A Call To Experienced Moms
Lately, I’ve been noticing a divide between new(er) moms and experienced moms. It’s probably because I’m walking the line between each role. My youngest is nearing 2-years-old, so the concept of me being a “new” mom is quickly fading in the rearview mirror as we drive straight into true childhood territory. Having an almost 2-year-old means that I am still aware of the new sleep training techniques, feeding recommendations, and safety requirements for babies. I am, however, also pushing my limits on being able to remember the finer details of the real agony that newborn motherhood can sometimes be. On the other hand, I also have a 4-year-old which gives me more “street cred” in the experienced mother category, but 4 is still too young to say that I’ve walked through the fire and emerged unscathed from this period of my personal motherhood journey. As I make the transition I am starting to discern this distinct dissension between the new mom and the experienced mom groups.
Motherhood, for some, has almost become a game to play; and the experienced moms are the winners. They have made it to the finish of this very monumental chapter in life and survived to tell the tale. Unfortunately, the new moms are still navigating the tumultuous journey - pleading for a hand to reach out and take hold of them and pull them closer to that finish line. Then, I see it. These experienced moms with their superior attitudes looking on with a glimmer of evil in their eyes. I obviously exaggerate, but only slightly. These experienced moms seem to think that giving any real concrete support makes their win less impactful, less meaningful, less important. As if the success of other mothers takes away from their own personal victory.
The experienced mother is someone who has been there and done that. I’m not talking about a mother who is old but instead, a mother who has children who are older. Surviving the newborn phase, navigating the turmoils of toddlerhood, and accommodating the developments of younger children are a thing of the past for these moms. They are the mothers who have been in the trenches of parenthood, are master diaper changers, have navigated countless tantrums, and have overcome many sleepless nights. Experienced mothers have earned each and every one of their badges, scars, and stripes, and are taking on new parenting challenges that come with maturity and wisdom.

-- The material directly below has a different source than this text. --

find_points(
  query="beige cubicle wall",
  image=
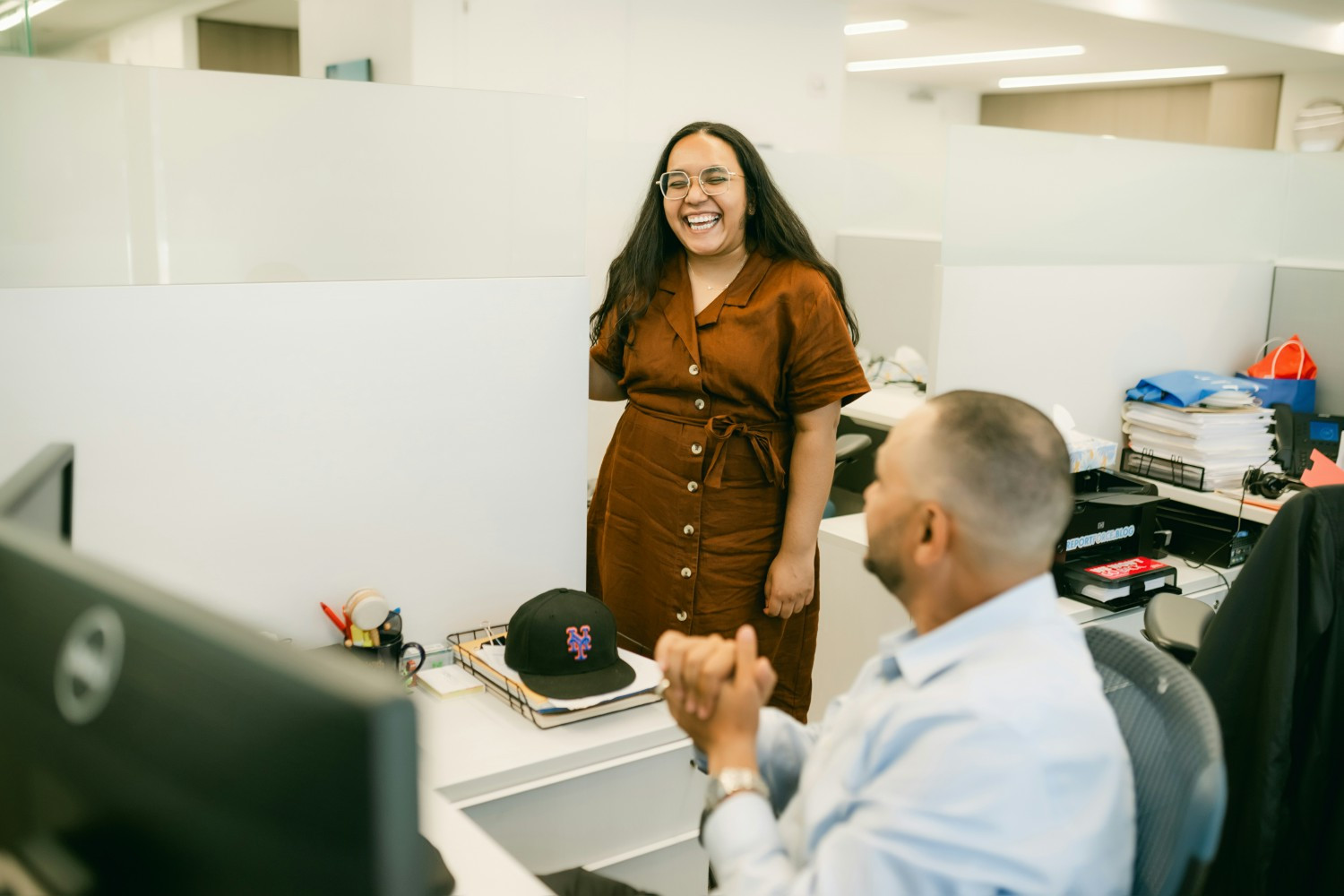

When a new(er) mom comes seeking advice from someone who has gone through this shared experience that links us all, no matter how uniquely different, experienced moms must stop and take a moment to slip those pretty little rose-coloured glasses off. To the experienced mom: give yourself a reality check prior to offering up some advice. Far too often, moms who have come out on the other side like to remind new moms that they will too. “Don’t worry, many women have survived this. You will too.” Could this possibly be any more belittling? I also cringe when I hear experienced moms compare the worries of new moms to the worries they currently have. “If you think that’s an issue, just wait until you have teenagers.” Or the exact opposite, empty words of false encouragement you often like to offer up as some sort of half-hearted promise that isn’t at all supportive. “It all gets better in time.” It shocks me when experienced moms say “enjoy every moment, they fly by” as if this is exactly what they did. Alluding to the idea that they never had moments, hours, or days of absolute unrelenting intolerance for all that motherhood was expecting of them. And these snippets are just a small snapshot of the unhelpful advice that I have heard been tossed around.
If a new mom is coming to you, chances are she needs to hear the truth and she needs to hear it compassionately. She wants to hear that it was intensely hard for you too. New moms want to be given strategies that are practical and possible. They want advice without feeling like your way is the only correct way and that any other chosen path is doomed to lead to failure. New moms want to feel less alone in their journey. Try, “I know it is difficult but” or “I remember how hard that was for me and I did this” or how about simply just agreeing that it can be a really intense time and will likely push the boundaries of your limits far too often. Your experience is invaluable and the path you have forged can help new moms to do the same. Even if your experience wasn’t identical, showing empathy and the ability to walk in another mother’s shoes will help you to see what they are needing, asking, and begging for you to provide.
Motherhood shouldn’t be an individual battle; we should be a united front. Experienced moms who aren’t willing to assist new moms, or aren’t able to put themselves back in that timeframe and see what it is that is truly needed, leaves each new mom generation to reinvent the wheel on their own. The generational mom gap hinders overall progress. Having the ability to understand that the world changes and so too does motherhood is a good place to start. Remind yourself that having a kid doesn’t make you an expert on any other persons’ child. At the very least, try to recall what it was really like - not what you have dreamed up the early years of motherhood to be but the true reality that it was.